By Lei Lei (China Daily)
Updated: 2007-01-19 15:16

Olympic organizers announced more details about the world's biggest anti-doping laboratory.


Boris Velic,Croatian ambassador to China,plays Kongzhu,a Chinese version of yo-yo while visiting a Beijing primary school.The school lacated in the Xicheng District, is a part of the Heart-to-Heart Partnership program,which aims to enhance exchanges between Beijing students and those in other countries participating in the Olympic Games.[China Daily]
Officials said more than 100 technicians from 10 different countries will work in the center, which is now being constructed.

Details of the center were announced at the opening of special Beijing exhibition, which showcases the International Olympic Committee's 40-year anti-doping history and urges the Chinese public to become more aware of the dangers of drugs.

"Anti-doping should not be the only task for sports people, but for all the common people," said Yang Shu'an, executive vice-president of BOCOG.

"To popularize the anti-doping knowledge to the public is the responsibility of officials.
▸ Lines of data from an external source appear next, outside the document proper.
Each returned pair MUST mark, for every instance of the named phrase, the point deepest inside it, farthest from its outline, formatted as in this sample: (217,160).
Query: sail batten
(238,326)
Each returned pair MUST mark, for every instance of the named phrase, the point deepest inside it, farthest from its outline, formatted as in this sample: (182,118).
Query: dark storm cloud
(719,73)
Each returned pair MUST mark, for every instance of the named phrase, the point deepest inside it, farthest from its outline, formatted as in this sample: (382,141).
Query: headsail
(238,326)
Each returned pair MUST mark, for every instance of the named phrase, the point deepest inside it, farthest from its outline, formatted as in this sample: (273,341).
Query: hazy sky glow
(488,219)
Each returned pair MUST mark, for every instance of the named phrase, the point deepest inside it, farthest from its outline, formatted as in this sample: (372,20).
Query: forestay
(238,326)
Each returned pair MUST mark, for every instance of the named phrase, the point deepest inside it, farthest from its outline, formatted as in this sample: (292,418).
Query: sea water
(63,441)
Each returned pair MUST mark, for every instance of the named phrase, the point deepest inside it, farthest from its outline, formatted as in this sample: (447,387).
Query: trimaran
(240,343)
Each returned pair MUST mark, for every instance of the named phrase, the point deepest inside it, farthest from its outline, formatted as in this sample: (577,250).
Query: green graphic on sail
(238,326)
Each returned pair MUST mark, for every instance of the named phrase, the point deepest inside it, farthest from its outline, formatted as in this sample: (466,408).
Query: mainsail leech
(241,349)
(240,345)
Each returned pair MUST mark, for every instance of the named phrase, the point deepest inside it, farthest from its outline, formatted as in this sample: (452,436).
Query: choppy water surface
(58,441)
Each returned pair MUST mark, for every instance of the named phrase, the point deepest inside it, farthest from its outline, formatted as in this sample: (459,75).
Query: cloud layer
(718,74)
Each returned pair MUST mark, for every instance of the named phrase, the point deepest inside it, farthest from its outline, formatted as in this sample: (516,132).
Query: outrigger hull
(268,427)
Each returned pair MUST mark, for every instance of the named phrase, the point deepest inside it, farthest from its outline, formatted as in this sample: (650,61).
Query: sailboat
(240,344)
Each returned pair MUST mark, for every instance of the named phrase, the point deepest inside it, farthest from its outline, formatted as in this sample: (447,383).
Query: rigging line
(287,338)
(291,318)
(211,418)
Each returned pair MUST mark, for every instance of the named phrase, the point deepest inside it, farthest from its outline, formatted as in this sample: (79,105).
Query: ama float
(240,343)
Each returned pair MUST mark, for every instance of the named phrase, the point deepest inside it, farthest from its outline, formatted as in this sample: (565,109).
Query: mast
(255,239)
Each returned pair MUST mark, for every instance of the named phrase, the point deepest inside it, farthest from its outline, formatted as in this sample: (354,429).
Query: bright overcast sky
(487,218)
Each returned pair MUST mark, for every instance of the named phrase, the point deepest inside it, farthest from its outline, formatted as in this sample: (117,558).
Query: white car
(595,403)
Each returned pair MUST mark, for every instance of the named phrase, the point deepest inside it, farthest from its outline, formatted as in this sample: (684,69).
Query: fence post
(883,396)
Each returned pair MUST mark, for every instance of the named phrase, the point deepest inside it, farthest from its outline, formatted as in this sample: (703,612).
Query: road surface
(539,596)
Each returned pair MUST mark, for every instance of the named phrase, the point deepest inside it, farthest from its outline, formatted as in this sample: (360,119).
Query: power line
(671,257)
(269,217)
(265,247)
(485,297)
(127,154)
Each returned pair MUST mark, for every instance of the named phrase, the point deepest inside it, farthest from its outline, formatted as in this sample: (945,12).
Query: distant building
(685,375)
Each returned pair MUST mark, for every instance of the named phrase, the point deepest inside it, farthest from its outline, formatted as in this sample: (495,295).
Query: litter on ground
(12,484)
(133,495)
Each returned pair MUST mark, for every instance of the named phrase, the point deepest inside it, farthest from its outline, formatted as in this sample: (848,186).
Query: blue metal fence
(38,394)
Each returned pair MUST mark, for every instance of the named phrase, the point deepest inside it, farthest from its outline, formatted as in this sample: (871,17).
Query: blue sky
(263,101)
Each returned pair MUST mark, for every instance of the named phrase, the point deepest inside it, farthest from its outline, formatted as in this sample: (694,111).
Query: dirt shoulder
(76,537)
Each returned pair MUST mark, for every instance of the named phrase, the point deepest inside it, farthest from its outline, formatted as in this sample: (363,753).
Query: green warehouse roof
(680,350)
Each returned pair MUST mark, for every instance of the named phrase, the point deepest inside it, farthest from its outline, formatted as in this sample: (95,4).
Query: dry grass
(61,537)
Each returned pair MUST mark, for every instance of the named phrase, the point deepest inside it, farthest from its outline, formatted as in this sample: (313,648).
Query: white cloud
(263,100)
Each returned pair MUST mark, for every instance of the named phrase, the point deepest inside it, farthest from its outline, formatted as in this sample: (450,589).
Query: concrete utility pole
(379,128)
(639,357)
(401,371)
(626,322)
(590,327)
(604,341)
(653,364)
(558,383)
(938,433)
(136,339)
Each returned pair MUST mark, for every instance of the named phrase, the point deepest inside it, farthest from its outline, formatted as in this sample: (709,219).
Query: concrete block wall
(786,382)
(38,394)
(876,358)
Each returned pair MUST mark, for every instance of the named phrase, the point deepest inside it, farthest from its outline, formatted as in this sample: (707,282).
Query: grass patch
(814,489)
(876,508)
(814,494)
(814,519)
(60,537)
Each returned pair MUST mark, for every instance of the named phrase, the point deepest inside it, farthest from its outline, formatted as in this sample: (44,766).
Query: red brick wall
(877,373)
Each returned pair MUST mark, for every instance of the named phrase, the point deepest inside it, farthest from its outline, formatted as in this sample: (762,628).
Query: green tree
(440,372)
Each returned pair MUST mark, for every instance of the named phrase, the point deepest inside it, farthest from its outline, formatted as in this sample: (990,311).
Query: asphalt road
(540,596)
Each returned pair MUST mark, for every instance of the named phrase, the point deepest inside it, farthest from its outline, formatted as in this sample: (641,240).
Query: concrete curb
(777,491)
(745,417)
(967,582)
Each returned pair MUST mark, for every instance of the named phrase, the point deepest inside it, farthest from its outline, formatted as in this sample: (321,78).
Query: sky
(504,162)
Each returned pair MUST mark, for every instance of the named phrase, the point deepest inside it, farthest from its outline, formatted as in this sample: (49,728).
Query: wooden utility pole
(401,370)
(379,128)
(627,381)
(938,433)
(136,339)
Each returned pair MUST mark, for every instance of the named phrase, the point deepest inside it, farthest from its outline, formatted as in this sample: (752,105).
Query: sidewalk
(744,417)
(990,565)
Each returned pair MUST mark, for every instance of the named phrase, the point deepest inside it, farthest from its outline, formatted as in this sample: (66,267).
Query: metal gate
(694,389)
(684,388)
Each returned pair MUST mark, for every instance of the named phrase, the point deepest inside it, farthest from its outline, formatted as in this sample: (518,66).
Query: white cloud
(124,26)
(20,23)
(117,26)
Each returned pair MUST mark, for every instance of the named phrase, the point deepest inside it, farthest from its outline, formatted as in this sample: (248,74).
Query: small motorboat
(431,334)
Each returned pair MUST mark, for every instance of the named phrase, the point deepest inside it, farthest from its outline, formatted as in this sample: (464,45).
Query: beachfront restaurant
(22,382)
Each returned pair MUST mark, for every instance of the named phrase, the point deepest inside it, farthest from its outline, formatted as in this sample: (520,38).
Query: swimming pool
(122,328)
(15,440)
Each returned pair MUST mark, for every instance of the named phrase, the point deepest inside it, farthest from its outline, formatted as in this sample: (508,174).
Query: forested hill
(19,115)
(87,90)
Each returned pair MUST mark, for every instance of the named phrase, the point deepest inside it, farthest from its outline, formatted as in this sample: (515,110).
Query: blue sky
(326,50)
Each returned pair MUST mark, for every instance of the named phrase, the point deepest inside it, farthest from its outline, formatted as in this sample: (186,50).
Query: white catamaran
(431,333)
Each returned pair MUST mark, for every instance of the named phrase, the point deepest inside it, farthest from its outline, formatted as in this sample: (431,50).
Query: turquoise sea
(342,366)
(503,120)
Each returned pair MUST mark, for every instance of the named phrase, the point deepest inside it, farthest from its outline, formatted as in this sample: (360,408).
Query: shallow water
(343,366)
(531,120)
We hope more young people could realize the danger of the drugs and refuse to take illegal drugs actively."

Yang said the Chinese Olympic Anti-doping Commission (COAC) was getting tough on its own athletes.

"In the recent year, China has increased the testing numbers among its athletes and ordered heavier punishment on the positive cases," said Yang.

"The number of the positive cases in China is much smaller than the average level of the world."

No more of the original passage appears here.